American distance runner (born 1955)

Thomas Joseph Byers, Jr. (born May 12, 1955) is a former professional distance runner and current businessman. In 1981, when running as a designated pacemaker or 'rabbit' in the high-profile 1500 meters race at the Bislett Games in Oslo, he won against a field including Olympic champion and world record holder Steve Ovett, after the rest of the field refused to follow his early pacesetting.

==Career==

Byers was a runner at Ohio State University in the 1970s and still holds the outdoor OSU distance record in the 1500m (3.37.5). He held the mile record (4:00.10.) until Jeff See broke it on June 2, 2007. During his time at OSU, he also won the U.S. Junior 1500m title, finished second at the AAU outdoor championships, and participated in the '76 Olympic Trials. Byers temporarily retired from competitive running for several years to join the corporate world, but returned to professional running in the 1980s. One thing for which Byers was noteworthy was his hair. Unlike most middle and long distance runners, who wore their hair short, Byers chose to wear his long.

His 3:50.84 mile ranks 11th fastest by a United States runner, while his 2:16.1 in the 1000 meters is the third fastest by a US runner.

===Oslo, 1981===

On 26 June 1981, Byers took a victory in the 1500m race of the Bislett Games in Oslo, Norway. The world record holder Steve Ovett was a favourite to win the race, and Byers had only been called in at the last minute to act as a pacemaker. But Ovett and the pack did not follow his pace, and Byers did not step off the track. He was leading by almost ten seconds going into the final lap. Ovett ran the last lap almost nine seconds quicker than Byers but finished second by 0.53s.

Two weeks later at the 1981 Dream Mile (that year held at the separate "Oslo Games"), Byers finished 10th in 4:07.72 as Ovett won the race.

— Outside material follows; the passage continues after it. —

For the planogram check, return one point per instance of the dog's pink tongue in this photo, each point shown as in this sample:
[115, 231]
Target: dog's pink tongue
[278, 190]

===Pacemaker for world record miles===
That same year, 1981, Byers went on to pace Sebastian Coe to two world records in the mile, on 19 August at the Weltklasse Zürich in Switzerland, and on 28 August at the Memorial Van Damme meeting in Brussels, Belgium.

==Personal life==

He had two sons. One of his sons, Thomas Joseph Byers III (1985–2005), was a distance runner for Coffman High School in Dublin, Ohio (where he graduated in the same class as fellow student-athlete Brady Quinn), and went on to run at the University of Kentucky and the University of Mississippi. He died when he was struck by a train before his junior year at Kentucky.